Глава 51. Повод для знакомства (1/2)
Звуки окружающей природы исчезли, приглушенные шумом крови в висках. Пальцы Соласа зарылись в волосы на ее затылке, расплетая растрепанную и смятую шлемом косу. На миг его зрачки закрыли все те же серебристые облака, и Энид почувствовала, как крепления на ее доспехах ослабевают. Еще миг – и он отбрасывает их в сторону и снова обнимает ее, расшнуровывая поддоспешник на спине.
Энид немного смутилась, когда осталась в одной рубахе и узких полотняных штанах. Одежда была пропитана потом и – местами – чьей-то кровью. Наверняка после череды битв она не выглядела чистой и свежей, да и пахла соответственно. Но Соласа это, похоже, только заводило. Он потянул за волосы, запрокинув ее голову назад, и прильнул к шее. Шумно втянул ее запах от ушей до ключиц, нашел место с бьющейся жилкой, очертил его языком и легко прикусил. Она ахнула, обхватила ладонями его гладкий затылок и притянула к себе теснее – лишь бы не останавливался. С ее исподним Солас не стал церемониться, просто разорвав его и отбросив лохмотья к доспехам. Оставшись голой, она инстинктивно прикрылась. Его взгляд немного пугал Энид, она до конца не была уверена, что он ее просто сейчас не съест. Он развел ее руки, отступил на шаг и буравил глазами, вбирая все подробности фигуры. Сам он был все так же полностью одет. Энид преодолела этот нелепый приступ смущения, просто вспомнив, сколько ей лет, усмехнулась и шагнула к нему, требовательно потянув перевязь. Он все понял, усмехнулся в ответ и засеребрившимися глазами заставил свой доспех соскользнуть вниз вместе с плащом и шкурой.
Теперь он стоял перед ней в своей привычной льняной рубахе со шнуровкой на груди и неизменных серых замшевых штанах. Робость окончательно отступила, и Энид дернула за шнуры, обнажая его ключицы и грудь. Дернула, видимо, слишком сильно – послышался треск. Сил, чтобы порвать рубаху, в ее руках не было, но Солас опять все понял – одним коротким движением дорвал ее до конца и небрежно отшвырнул прочь.

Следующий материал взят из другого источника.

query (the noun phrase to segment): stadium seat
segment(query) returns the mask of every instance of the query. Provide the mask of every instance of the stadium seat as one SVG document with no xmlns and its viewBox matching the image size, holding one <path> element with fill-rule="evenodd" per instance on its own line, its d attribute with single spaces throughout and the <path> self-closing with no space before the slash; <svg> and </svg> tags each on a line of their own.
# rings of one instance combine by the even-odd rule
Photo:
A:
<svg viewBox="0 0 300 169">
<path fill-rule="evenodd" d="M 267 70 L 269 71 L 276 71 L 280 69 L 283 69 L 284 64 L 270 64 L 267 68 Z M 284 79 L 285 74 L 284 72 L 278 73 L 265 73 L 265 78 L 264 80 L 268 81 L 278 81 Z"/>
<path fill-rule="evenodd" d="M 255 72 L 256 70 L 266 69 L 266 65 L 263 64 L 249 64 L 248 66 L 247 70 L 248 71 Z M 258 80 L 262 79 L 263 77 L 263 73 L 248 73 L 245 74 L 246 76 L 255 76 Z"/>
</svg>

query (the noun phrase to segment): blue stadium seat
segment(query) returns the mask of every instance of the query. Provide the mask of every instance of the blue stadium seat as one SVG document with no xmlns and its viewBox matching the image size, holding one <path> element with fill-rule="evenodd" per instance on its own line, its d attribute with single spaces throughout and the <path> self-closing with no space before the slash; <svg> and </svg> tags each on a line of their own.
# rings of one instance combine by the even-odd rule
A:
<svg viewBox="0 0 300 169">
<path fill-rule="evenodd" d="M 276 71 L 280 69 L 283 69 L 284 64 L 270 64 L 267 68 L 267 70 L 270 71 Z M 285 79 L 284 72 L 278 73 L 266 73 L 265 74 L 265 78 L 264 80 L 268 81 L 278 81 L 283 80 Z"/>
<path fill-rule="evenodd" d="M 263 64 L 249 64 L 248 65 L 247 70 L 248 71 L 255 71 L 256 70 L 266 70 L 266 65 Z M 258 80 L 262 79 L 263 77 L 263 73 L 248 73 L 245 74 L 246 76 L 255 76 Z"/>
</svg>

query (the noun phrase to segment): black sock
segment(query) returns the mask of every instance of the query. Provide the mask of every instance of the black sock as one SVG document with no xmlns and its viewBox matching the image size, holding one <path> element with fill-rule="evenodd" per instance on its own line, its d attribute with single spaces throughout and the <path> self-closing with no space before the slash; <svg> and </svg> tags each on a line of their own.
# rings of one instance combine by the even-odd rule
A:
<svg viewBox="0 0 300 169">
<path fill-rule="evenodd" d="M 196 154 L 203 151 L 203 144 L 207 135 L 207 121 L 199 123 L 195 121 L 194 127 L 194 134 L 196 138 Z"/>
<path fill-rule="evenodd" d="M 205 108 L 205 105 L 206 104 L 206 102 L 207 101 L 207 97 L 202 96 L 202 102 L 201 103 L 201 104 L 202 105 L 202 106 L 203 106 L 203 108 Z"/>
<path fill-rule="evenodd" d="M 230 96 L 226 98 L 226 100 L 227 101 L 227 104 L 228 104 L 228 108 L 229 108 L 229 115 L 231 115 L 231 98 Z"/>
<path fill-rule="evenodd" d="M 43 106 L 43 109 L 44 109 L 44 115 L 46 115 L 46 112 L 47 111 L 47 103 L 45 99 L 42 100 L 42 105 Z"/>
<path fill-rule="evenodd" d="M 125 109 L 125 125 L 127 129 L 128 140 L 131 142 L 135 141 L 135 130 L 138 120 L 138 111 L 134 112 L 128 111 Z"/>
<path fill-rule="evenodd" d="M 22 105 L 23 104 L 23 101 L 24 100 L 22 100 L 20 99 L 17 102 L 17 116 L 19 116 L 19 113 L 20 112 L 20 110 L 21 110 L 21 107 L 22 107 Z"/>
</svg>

Энид провела ладонями по гладким мышцам на его плечах, перешла на грудь, нежно обвела горошинки сосков и скользнула к рельефным кубикам на животе. Обвела их кончиками пальцев, зацепилась за край штанов и медленно потянула на себя. Солас судорожно вздохнул и шагнул навстречу. Она не запомнила момент, как они оказались на земле. Густая сочная трава, точно перина, приняла в себя разгоряченные тела. Еще миг – и их руки, ноги, языки переплетаются. Еще миг, и она стонет, не в силах молча выдержать зуд от поцелуев на лице, ушах, шее. Поначалу она пыталась отвечать, но Солас был слишком голоден, слишком резок. Она просто размякла тряпичной куклой в его руках, сдавшись напору. Почувствовав знакомые жар и холод от его дыхания на своей груди, как тогда, она выгнулась навстречу, безмолвно умоляя не останавливаться. И невольно вскрикнула, когда он, будто услышав молчаливый призыв, обволок губами ее маленький розовый сосок и мягко лизнул его. Он обхватил ее груди и, насколько позволял их девичий размер, свел вместе, поочередно припадая ртом то к одной, то к другой.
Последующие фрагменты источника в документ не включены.